It wasn't to profit him much. He died seven years later at 70, poor and virtually unknown (though not the pauper he is sometimes romantically described as). Atget, born in 1857, was over 40 when he decided to become a photographer. He had been a sailor, changed to acting and, when that failed, though he wanted to try painting next, opted for the modern practice of photography, lugging his plate camera up and down the streets of Paris, recording even the most mundane details of the city. He divided his work into 'Arts in Old Paris' and 'Picturesque Paris' and sold prints from both categories - to the shopkeepers and businesses he photographed, to museums and libraries, and to painters as 'documents', the factual bases of artistic inspiration.

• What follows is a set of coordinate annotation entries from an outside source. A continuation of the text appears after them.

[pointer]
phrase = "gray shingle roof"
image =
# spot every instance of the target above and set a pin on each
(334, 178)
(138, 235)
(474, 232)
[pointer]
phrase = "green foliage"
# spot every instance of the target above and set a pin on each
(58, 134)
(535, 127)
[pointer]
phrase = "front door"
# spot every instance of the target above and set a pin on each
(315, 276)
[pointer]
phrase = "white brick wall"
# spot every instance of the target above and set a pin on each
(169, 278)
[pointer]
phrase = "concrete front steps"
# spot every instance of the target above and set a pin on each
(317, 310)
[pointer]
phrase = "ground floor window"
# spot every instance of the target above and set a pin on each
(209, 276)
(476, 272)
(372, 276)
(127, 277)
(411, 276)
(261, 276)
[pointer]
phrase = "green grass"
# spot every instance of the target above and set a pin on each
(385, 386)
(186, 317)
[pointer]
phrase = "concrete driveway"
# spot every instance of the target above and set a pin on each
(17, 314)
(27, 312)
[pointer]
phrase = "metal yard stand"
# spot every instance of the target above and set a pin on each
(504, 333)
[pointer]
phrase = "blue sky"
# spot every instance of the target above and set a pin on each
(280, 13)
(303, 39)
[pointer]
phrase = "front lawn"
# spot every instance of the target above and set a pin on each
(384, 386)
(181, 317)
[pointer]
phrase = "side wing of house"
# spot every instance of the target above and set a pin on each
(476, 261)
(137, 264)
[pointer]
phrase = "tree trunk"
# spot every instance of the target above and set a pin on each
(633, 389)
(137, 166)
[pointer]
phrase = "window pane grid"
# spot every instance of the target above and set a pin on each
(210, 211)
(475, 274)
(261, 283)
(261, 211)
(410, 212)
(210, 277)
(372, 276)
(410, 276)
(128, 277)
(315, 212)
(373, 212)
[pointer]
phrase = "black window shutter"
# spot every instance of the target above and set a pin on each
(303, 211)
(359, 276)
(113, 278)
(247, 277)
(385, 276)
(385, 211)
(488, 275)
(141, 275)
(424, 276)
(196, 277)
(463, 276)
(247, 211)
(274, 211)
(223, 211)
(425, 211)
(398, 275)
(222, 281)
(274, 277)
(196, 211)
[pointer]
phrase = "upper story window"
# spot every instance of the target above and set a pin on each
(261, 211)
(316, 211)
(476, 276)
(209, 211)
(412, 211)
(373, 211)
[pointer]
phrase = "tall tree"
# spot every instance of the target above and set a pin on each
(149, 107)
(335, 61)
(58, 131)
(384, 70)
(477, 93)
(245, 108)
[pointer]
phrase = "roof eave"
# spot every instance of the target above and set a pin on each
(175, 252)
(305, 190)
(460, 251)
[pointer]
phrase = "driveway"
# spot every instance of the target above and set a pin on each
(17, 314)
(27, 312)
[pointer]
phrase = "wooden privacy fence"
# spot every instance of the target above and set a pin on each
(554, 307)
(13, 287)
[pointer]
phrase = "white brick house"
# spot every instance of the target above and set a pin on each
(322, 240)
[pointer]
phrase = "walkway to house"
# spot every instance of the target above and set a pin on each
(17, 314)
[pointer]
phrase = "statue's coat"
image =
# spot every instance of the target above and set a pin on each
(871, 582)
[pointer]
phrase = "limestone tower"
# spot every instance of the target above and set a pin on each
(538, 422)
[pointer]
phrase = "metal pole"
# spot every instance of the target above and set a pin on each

Utrillo, Vlaminck and, most importantly, Man Ray, who lived down the the rue Campagne- Premiere from Atget, bought pictures from him. Man Ray introduced Atget to the Surrealists. They adopted him as a visionary, and particularly admired the way his pictures had the power to remove ordinary objects from their everyday context. When they put one of his pictures on the cover of their magazine La Revolution Surrealiste in 1926, they found poetry in the prosaic. The picture, a group of people in the street staring up into the sky, was captioned by Atget as L'eclipse - April 1912; the Surrealists, though, recaptioned it Dernieres Conversations. Atget was cross: 'These are simply documents I make,' he told them.

After his death, the American photographer Berenice Abbott, who had seen Atget's pictures in Man Ray's studio, bought the whole of his collection and within a year of his death (during which the press raved effusively about this newly exhibited genius), made sure of his reputation. In the trial of photography by art, Atget's work was claimed as evidence by both sides: the documentarists loved his bourgeois subject matter and the comprehensiveness of his coverage; the artists loved the dream quality of his pictures, and found in the blank facades and empty streets plenty of room for the imagination. Numerous studies of Atget have been published, but a new book has brought together more than a thousand of his photographs in one paperback volume, like a fat old Baedeker, and with the same irresistible attraction. We asked Patrick Bard to reshoot some of the sites of Atget's photographs and, as you see here, some things change, and some remain the same.